In the first chart below I have included the Dow Jones Industrials and the Transports. From a Dow theory perspective there are no non-confirmations and all appears fine. It is the longer-term aspects of Dow theory, which are not shown on this chart, that are problematic. Those problematic issues being the traditional bull and bear market relationships and values, both of which I have written about in recent postings here.
Next I have included a daily chart of the S&P 500 along with my Intermediate-Term Total Market Advance Decline line. The issue here is that the internals are beginning to break down in that the price action over the last 3 months has not been confirmed by this indicator. As a result, a divergence or non-confirmation has formed. These non-confirmations are not sell signals in and of themselves. Rather, they are warnings that something is not right. It is my intermediate-term Cycle Turn Indicator that I watch in order to trigger intermediate-term buy and sell signals.

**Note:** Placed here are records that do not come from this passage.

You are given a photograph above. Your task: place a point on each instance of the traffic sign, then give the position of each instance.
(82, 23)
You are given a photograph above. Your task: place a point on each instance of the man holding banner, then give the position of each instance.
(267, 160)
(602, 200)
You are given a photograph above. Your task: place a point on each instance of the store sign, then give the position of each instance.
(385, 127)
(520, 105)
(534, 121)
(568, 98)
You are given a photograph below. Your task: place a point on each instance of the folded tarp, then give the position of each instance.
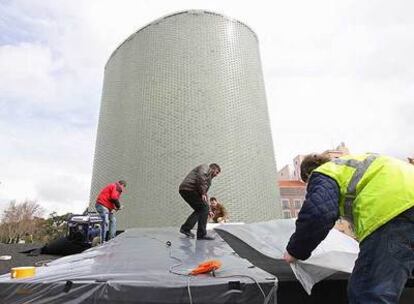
(145, 266)
(337, 253)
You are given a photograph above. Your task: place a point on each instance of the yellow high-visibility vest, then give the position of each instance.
(373, 189)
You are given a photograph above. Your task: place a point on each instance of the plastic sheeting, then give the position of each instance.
(144, 266)
(337, 253)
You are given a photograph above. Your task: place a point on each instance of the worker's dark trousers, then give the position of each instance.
(199, 215)
(385, 261)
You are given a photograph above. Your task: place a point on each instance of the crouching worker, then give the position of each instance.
(194, 190)
(107, 203)
(218, 212)
(376, 194)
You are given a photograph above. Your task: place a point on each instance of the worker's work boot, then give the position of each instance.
(187, 233)
(206, 237)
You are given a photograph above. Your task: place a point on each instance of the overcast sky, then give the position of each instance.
(334, 71)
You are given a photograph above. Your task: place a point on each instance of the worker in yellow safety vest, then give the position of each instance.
(376, 194)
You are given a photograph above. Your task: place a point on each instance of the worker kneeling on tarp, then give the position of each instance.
(374, 192)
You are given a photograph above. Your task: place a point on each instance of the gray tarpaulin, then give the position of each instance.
(144, 266)
(337, 253)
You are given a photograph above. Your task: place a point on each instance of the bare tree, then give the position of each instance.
(19, 221)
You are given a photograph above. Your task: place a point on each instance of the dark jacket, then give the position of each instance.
(199, 180)
(317, 216)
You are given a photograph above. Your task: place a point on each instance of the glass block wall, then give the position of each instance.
(186, 89)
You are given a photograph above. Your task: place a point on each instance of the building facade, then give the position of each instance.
(186, 89)
(293, 190)
(292, 195)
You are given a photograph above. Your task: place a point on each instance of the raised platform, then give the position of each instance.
(144, 266)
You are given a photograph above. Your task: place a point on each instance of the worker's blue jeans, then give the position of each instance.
(108, 222)
(385, 262)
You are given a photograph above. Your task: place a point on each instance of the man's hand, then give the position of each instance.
(288, 258)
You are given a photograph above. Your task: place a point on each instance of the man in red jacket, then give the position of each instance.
(106, 203)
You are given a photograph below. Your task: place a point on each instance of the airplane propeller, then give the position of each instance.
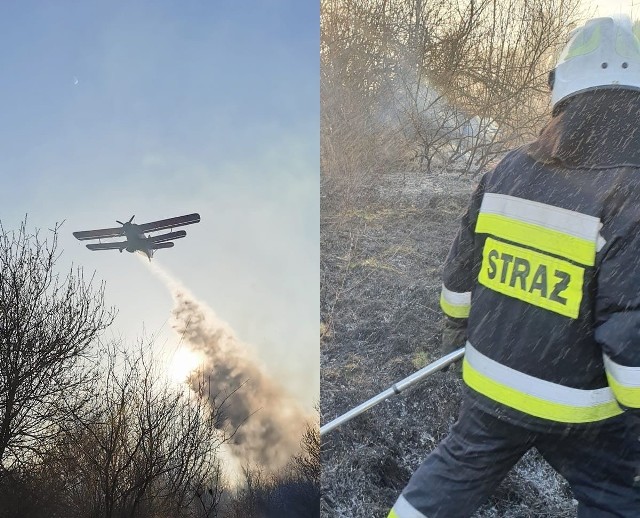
(130, 220)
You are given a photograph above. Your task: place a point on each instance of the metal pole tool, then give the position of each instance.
(396, 388)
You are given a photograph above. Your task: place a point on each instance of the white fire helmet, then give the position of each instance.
(603, 53)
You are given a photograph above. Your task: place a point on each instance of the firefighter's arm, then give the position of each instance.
(458, 278)
(618, 317)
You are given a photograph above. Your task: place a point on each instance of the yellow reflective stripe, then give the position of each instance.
(587, 41)
(565, 245)
(592, 409)
(624, 381)
(454, 304)
(628, 396)
(535, 278)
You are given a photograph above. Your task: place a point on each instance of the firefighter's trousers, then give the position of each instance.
(599, 463)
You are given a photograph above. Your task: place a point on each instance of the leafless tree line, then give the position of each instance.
(93, 430)
(413, 84)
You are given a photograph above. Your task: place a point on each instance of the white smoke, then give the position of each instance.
(264, 423)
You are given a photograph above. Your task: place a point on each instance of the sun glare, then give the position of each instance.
(183, 363)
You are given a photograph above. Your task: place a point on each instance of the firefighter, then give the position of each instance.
(542, 284)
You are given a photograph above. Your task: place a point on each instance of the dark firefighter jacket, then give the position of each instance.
(546, 267)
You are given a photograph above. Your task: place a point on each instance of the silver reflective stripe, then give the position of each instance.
(403, 509)
(626, 376)
(456, 298)
(536, 387)
(562, 220)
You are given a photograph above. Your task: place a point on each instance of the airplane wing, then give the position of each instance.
(98, 234)
(155, 246)
(164, 224)
(167, 237)
(107, 246)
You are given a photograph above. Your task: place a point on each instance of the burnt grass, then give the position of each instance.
(381, 256)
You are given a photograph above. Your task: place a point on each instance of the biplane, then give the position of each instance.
(136, 238)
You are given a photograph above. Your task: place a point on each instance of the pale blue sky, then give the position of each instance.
(161, 108)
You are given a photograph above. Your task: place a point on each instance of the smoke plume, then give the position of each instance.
(264, 422)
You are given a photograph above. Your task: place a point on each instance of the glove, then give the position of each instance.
(454, 336)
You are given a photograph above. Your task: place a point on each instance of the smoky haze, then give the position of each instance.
(265, 423)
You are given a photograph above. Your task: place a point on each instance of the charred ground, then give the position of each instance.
(381, 257)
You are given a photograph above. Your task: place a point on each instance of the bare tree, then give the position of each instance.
(48, 324)
(143, 448)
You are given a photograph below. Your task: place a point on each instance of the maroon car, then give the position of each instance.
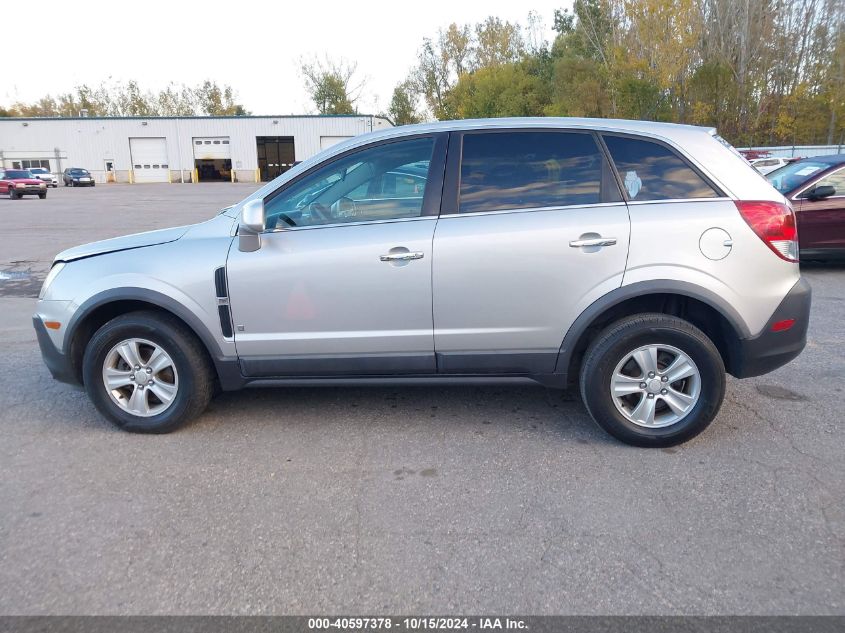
(816, 188)
(19, 182)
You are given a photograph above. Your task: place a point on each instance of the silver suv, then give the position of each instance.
(639, 261)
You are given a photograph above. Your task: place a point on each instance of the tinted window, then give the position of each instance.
(524, 170)
(835, 180)
(651, 171)
(795, 174)
(359, 187)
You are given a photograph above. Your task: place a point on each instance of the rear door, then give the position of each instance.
(821, 222)
(533, 229)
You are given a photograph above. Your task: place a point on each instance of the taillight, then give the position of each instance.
(774, 223)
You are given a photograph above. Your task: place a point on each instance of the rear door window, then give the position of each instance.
(531, 170)
(651, 171)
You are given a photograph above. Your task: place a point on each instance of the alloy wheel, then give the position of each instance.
(655, 386)
(140, 377)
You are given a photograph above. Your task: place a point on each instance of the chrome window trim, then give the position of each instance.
(534, 209)
(288, 229)
(679, 200)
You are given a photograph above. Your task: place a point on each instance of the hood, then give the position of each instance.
(138, 240)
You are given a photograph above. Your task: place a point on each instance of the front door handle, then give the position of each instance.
(401, 257)
(596, 241)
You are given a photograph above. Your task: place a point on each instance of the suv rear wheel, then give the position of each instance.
(146, 373)
(653, 380)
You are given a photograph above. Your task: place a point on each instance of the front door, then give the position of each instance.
(535, 230)
(821, 222)
(342, 282)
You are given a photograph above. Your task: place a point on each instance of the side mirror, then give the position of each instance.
(252, 223)
(820, 193)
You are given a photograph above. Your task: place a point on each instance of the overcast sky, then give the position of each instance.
(256, 45)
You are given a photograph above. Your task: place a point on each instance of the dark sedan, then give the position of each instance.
(816, 188)
(77, 177)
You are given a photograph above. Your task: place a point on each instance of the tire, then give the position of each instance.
(701, 391)
(189, 374)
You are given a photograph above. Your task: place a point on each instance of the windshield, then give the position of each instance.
(17, 173)
(794, 174)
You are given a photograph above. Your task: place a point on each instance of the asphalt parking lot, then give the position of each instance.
(403, 500)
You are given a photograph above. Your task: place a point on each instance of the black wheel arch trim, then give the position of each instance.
(639, 289)
(226, 366)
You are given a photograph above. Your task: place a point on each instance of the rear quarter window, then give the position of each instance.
(531, 170)
(651, 171)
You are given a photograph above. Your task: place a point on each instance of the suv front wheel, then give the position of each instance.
(653, 380)
(147, 373)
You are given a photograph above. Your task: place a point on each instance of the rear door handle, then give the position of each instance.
(596, 241)
(401, 257)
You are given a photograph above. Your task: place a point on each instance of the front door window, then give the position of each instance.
(385, 182)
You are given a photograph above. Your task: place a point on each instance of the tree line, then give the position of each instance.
(117, 98)
(764, 72)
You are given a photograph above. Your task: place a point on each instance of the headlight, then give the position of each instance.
(51, 277)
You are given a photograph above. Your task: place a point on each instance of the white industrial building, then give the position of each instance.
(175, 149)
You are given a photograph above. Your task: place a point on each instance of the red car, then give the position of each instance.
(816, 188)
(19, 182)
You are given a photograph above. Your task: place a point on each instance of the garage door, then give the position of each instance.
(328, 141)
(149, 159)
(212, 147)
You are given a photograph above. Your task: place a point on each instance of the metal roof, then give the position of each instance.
(191, 116)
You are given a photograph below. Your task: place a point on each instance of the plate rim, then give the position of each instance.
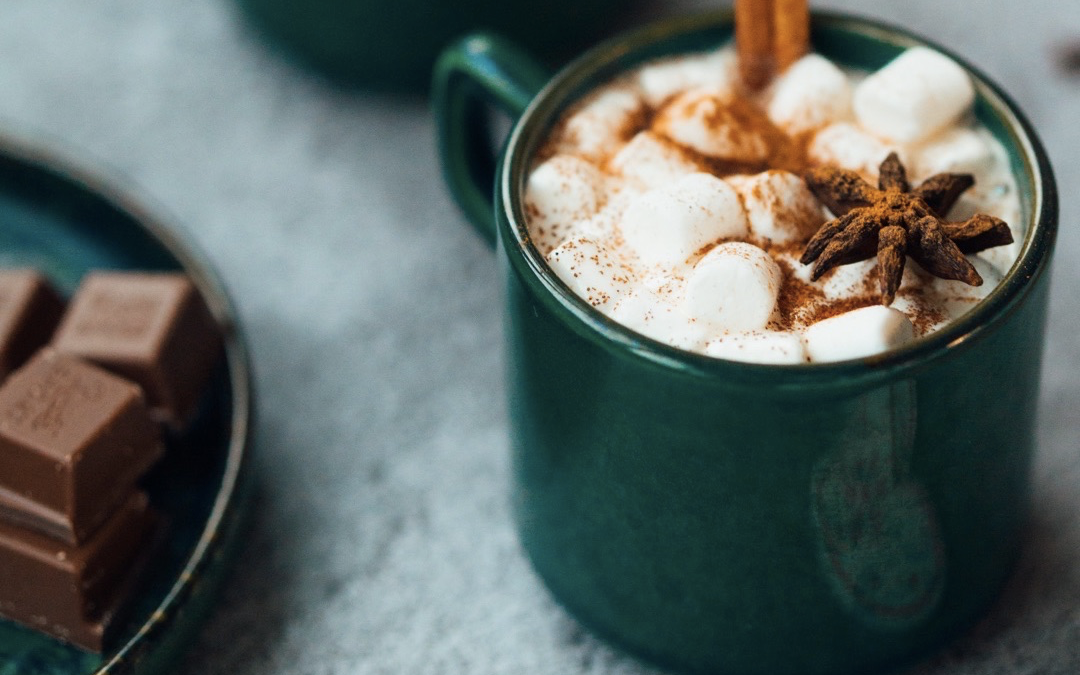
(217, 531)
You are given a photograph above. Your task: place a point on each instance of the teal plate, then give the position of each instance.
(64, 223)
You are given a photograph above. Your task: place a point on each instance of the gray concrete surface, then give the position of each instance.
(382, 543)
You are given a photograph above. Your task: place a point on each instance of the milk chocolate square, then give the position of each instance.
(29, 311)
(152, 328)
(73, 441)
(75, 593)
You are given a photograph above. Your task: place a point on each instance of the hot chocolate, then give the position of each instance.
(680, 203)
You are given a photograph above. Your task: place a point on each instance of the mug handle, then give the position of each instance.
(477, 72)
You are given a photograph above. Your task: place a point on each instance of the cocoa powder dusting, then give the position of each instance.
(795, 298)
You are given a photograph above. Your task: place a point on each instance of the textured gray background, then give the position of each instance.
(382, 542)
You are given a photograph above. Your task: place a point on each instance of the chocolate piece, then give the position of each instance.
(73, 593)
(152, 328)
(29, 311)
(73, 441)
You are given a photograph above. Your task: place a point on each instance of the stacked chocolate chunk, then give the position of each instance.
(79, 428)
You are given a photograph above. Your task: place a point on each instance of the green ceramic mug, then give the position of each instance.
(392, 45)
(714, 516)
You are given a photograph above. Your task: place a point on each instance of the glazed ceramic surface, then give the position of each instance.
(394, 44)
(58, 220)
(714, 516)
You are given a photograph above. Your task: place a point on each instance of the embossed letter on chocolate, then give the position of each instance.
(152, 328)
(29, 311)
(73, 441)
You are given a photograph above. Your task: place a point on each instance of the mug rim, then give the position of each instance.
(613, 337)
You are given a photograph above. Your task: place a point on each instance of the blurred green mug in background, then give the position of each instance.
(392, 45)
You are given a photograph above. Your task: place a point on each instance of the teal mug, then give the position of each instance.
(713, 516)
(392, 45)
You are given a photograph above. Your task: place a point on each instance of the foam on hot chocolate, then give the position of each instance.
(672, 201)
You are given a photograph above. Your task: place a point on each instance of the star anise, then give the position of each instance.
(895, 220)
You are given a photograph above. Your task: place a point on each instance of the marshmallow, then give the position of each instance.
(712, 122)
(597, 129)
(651, 161)
(767, 347)
(590, 270)
(914, 96)
(652, 310)
(849, 147)
(559, 192)
(780, 206)
(669, 225)
(858, 279)
(955, 151)
(860, 333)
(810, 94)
(733, 287)
(661, 80)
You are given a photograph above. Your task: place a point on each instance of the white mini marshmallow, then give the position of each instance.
(733, 287)
(860, 333)
(779, 205)
(669, 225)
(847, 146)
(652, 310)
(957, 151)
(591, 271)
(650, 161)
(765, 347)
(710, 121)
(561, 192)
(809, 95)
(914, 96)
(663, 79)
(597, 129)
(856, 279)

In the next chart below I have included a daily chart of the S&P 500 along with my Intermediate-Term Total Market Volume Indicator. Again, the issue here is that the internals are breaking down in that the price action is not being confirmed by this volume indicator. In this case we have two divergences or non-confirmations that have together grown into an even longer-term non-confirmation. Note that the September high failed to exceed the previous high. Then, from that point, this indicator has continued to weaken even further and has recently moved to an 8 month low. As a result, an even longer-term divergence or non-confirmation has formed. Again, these non-confirmations are not sell signals in and of themselves. They are warnings that price is no longer being confirmed by the internals. It is because divergences are only warnings that I rely on my Intermediate-term Cycle Turn Indicator to trigger intermediate-term buy and sell signals.
Next I have included a chart of the Banking Index. Note that this index lead at the 2007 top and that it is now showing less relative strength than the broader market. Again, this is not in and of itself a sell signal, but yet another warning.
Next, I’ve also included a chart of the Philadelphia Housing Index and here too, we are beginning to see a softening.
My point here is that all is not well when we look beyond the surface. There are signs for those with the eyes to see them. The internals are no longer confirming the market. Banking and housing are but a couple of examples of relative weakness, which also serve as warnings. Yet, the mainstream media and politicians have the masses lulled to sleep. In my opinion this is a great disservice as it only helps to set the stage for the slaughter that will ultimately follow once the Phase II decline begins. In the meantime, the longer this bear market rally lasts, the more damaging it will ultimately be once it is over. You have been Warned!